Seattle U Community Responds to War in Gaza

As a ceasefire holds between Israelis and Palestinians in the Gaza Strip, many around the world are left with familiar emotions of sorrow and frustration. These feelings resurface  every few months or years when the decades-long conflict between Israel and the occupied Palestinian territories make headlines, but for those Seattle U students whose connections run deeper, these feelings are more constant.

Onur Bakiner, a professor in the Political Science department at Seattle University provided some background for why violence erupted for 11 days between the two parties.

“This round of the conflict started when the Supreme Court of Israel announced that it was going to make a decision on six palestinian families that were being removed from an East Jerusalem neighborhood, so there were protests,” Bakiner said. “The Israeli government closed down one of the entrances to the Al Aqsa mosque, which further inflamed the protests in East Jerusalem”

These inflamed protests led to both parties trading volleys of rocket fire, which left over 200 Palestinians, of which at least 65 were children, dead, along with extensive damage to Gaza’s infrastructure. Israel was able to stop the majority of rockets fired from Gaza with its Iron Dome defense rockets, but 12 Israelis, 2 of which were children, died from rocket fire as well.

Bakiner continued by saying that the disproportionate use of violence is nothing new to the conflict, and notes that civilian and non-military targets are being hit by Israeli fire, which recently received international pushback as a building that housed the Associated Press, Al Jazeera and other press outlets was leveled by Israeli rockets.

“In this round, one thing that was interesting was that the American Left was a lot more vocal than before, including people that started establishing this comparison between settler colonialism in North America and Israel’s policies in Palestine. That was not as prominent until this year,” Bakiner said.

Two members from Seattle U’s chapter of Students for Justice in Palestine (SJP) agreed to be interviewed on the condition of anonymity out of fear of doxxing by pro-Israel extremists. They shared their perspective on how the Seattle U community was responding to the violence in Gaza, and particularly to the resolution that was passed by the Seattle U Student Government (SGSU). 

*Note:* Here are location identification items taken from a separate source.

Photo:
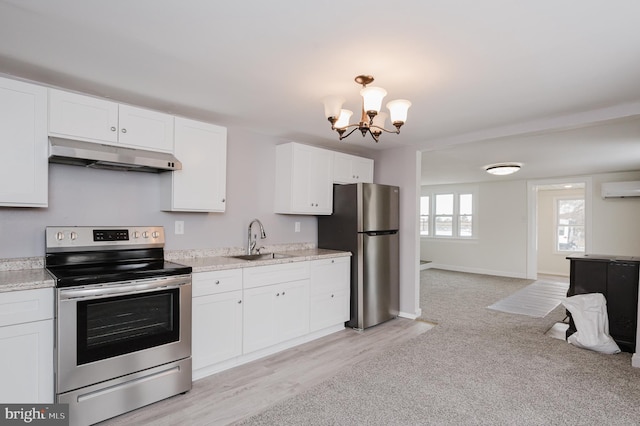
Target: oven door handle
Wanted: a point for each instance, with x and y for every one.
(130, 287)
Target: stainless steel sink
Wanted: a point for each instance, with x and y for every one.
(262, 256)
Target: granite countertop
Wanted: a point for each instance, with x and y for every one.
(219, 263)
(29, 273)
(605, 258)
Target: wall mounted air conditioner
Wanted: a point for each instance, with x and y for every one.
(621, 189)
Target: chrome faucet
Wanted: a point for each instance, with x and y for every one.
(251, 243)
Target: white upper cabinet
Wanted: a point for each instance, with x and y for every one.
(74, 116)
(23, 144)
(201, 184)
(304, 180)
(352, 169)
(146, 129)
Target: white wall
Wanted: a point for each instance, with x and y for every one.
(80, 196)
(615, 220)
(499, 247)
(502, 241)
(401, 167)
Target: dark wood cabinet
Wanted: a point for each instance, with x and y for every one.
(617, 279)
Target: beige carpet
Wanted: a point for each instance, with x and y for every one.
(475, 367)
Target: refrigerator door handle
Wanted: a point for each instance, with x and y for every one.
(374, 233)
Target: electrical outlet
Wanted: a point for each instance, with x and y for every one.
(179, 227)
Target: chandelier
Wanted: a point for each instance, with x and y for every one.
(372, 119)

The resolution, “Calls on the university to adhere to its Mission and Vision statement by standing in solidarity against the unjust treatment of Palestinians… to reexamine its investment portfolio and divest from companies complicit in human rights and international law violations.” 

The resolution additionally asks that the university make its investments more transparent so that the Seattle U community can know where its money is going. 

“I think it was a great step,” an SJP member said. . The second SJP student added, “I think the next step is to push the University to adhere to its mission statement as a university that cares about social justice. We want to ensure that the institution that we pay tuition dollars to is not complicit in the human rights violations of Palestinians.” 

When talking about how more voices in American politics were speaking out on the disproportionate military response in Gaza another member expressed surprise.

“It’s kind of shocking. I’ve never seen Palestine be this mainstream,” the first SJP student said. “I feel a lot of encouragement, but this is only the beginning.” 

Despite the encouraging support, they both continued to emphasize the human rights issues going on in Palestine, and stressed that the U.S. should not be giving blank checks to the Israeli military.

Eli Gunderman, who is in his first year at Seattle U and president of Redhawks for Israel talked about how he was motivated to start the club this year and how he thought longterm peace could be achieved. 

“I wasn’t really involved with activism before this last year, so I started doing some research on American social justice history, which then led me to research Jewish history,” Gunderman said. “Something that upsets me is people trying to rile each other up, and it benefits the extremists on both sides. We shouldn’t want things to get worse… The peace lovers on both sides don’t want this conflict to keep going.” 

Gunderman went on to explain his support for a two-state solution, which he believed was the only option that would work for both Israelis and Palestinians. 

“Any solution that doesn’t give self determination to either group of people is a grave injustice,” Gunderman said, while adding, “When two people have claim to the same land there won’t be absolute justice…but it’s the best option we have.” 

When discussing the prospects of a long term solution to this issue, Bakiner commented on the impact the international community has on forcing change in the region.

“Unless there is more pressure on Israel to conform with human rights norms, especially with pressure from the international community and from donors, sadly I don’t think Israel will change its course in any dramatic way,” Bakiner said. 

Despite the arduous prospect of long term resolution to this conflict the ceasefire provides temporary relief for all parties involved. For the time being, there is relief in knowing that the death and destruction has stopped for now.